Conocí a uno que lo nombra “El Loco Winogrand”. Imposible negar que fue un artista significativo de su generación. Se sabe que dejó guardados cerca de 250 000 fotogramas sin revelar. Una muestra que, tras su muerte, se exhibió en el Metropolitan Museum of Art de Nueva York y en Europa. 

Se diría que, en sus últimos años, ni siquiera intentaba ver su trabajo terminado. Hacía foto tras foto, imparable en su carrera, tal vez dueño de una fugacidad que no quería celebrar. Ojo abierto y ojo cerrado, luego.

A lo mejor yo me parezco en eso del ojo abierto y luego cerrado, porque tampoco mis fotografías son impresas en papel, sino que las conservo en el celular y en la laptop. En algún momento haré un álbum y las pondré en una galería de arte. O fundaré mi propia galería.

A menudo me hago la idea de que con una cámara profesional podría ser mejor. El otro día una vecina me avisó que está vendiendo dos cámaras, una Zenit, rusa, y una Brownie Reflex. Enseguida me enamoré de ambas. Quedé decepcionada, luego de analizar que no hay rollos para ninguna y sólo podría comprarlas un coleccionista.

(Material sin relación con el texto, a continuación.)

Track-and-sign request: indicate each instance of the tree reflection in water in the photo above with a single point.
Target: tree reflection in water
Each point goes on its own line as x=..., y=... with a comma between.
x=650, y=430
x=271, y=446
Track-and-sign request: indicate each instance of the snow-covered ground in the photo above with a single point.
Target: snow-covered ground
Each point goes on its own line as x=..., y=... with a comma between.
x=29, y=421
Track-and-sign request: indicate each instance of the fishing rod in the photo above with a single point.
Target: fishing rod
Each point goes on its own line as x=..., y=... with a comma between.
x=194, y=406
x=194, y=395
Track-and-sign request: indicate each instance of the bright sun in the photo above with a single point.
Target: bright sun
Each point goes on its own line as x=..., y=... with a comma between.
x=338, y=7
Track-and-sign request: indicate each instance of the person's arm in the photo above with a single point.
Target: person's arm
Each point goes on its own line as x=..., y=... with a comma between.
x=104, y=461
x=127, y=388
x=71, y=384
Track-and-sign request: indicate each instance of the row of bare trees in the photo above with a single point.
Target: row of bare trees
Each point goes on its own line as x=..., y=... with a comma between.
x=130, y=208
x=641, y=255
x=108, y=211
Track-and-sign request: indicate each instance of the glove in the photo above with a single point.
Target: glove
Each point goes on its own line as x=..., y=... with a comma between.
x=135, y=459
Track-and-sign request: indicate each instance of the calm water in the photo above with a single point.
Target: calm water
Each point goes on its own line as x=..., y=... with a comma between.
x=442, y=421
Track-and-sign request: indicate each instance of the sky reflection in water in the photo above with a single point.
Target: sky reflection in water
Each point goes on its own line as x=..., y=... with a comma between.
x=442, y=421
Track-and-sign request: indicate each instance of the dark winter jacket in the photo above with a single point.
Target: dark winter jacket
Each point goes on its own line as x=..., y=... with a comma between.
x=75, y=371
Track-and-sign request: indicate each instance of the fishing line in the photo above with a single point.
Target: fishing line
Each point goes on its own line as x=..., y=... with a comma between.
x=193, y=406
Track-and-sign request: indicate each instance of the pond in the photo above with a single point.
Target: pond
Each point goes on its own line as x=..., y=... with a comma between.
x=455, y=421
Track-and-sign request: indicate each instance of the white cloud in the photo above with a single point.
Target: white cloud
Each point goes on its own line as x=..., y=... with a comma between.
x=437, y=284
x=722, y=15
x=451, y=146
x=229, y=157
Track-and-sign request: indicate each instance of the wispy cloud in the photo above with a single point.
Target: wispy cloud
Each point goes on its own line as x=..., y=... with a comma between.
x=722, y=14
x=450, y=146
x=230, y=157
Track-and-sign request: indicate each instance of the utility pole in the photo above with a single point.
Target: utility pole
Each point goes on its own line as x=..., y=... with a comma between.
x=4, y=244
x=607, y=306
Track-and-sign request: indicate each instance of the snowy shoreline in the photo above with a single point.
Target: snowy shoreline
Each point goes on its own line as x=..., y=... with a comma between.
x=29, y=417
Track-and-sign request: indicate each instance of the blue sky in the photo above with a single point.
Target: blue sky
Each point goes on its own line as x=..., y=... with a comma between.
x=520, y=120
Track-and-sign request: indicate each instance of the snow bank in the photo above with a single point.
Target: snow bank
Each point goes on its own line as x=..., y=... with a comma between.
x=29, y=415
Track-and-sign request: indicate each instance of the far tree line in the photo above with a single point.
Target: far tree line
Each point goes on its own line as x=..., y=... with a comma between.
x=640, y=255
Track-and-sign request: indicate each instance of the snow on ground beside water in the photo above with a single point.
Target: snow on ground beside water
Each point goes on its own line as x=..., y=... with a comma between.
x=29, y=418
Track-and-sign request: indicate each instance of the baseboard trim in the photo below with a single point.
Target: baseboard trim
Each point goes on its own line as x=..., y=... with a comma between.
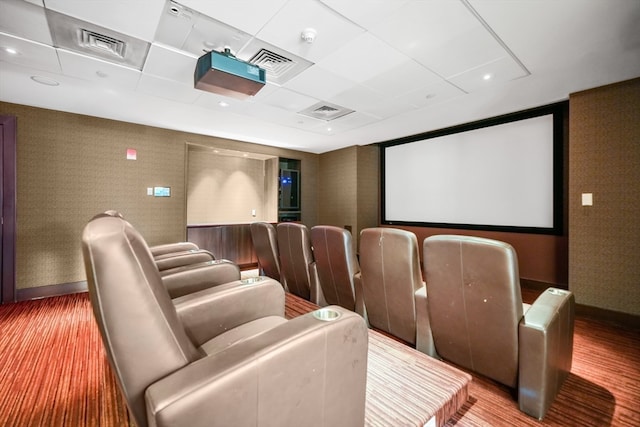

El oficio de la imagen es pasar hambre. Es común trabajar en la fotografía familiar para ganar dinero. Quinces y bodas. Aunque no en funerales. Ha pasado de moda usar el obturador para recrear a los fallecidos. A la muerte ya no se la reverencia. Se cree que es morboso sacar una foto a un cuerpo inerte, como si fuera un gorrión muerto entre las hojas secas de un jardín. Aunque puede que haya poesía en tal faena. 

Durante el día, cuando hay apagones en mi zona, me gusta salir a explorar. La caminata bajo el sol agota, hace sudar mi frente bajo la gorra y las gafas se me resbalan de la nariz, pero siempre me topo con algo a lo que debo poner atención. 

La observación es un aliado sustancial. En una pared se puede hallar un símbolo. En una tendedera miserable se percibe cómo vive una familia cubana. No hay límites para las miradas. Cuando regreso a la casa, ¿se corrige el trasfondo?, ¿es natural robarse lo que no es de uno? 

Cuando miro, no pido permiso. Es un parpadeo constante. Atrapo y salvo. Después, vendrá la revisión de los errores. Conforme o no, estoy registrando lo que sucede. Quiero integrarme a los demás, sentir sus presencias. Residir un poco en cada uno de ellos.

Quizá sí estoy dejando constancia de la fealdad, de una muerte trascendental, obstinada. Ofrezco entonces, el estatismo de una escena, un lugar, un gesto de los que pasan, a los que se detienen a esperar, a esos que no osan pensar en cambios y, simplemente, van por ahí como zombis. Imagino que la cámara ya se los ha tragado con todas sus pertenencias.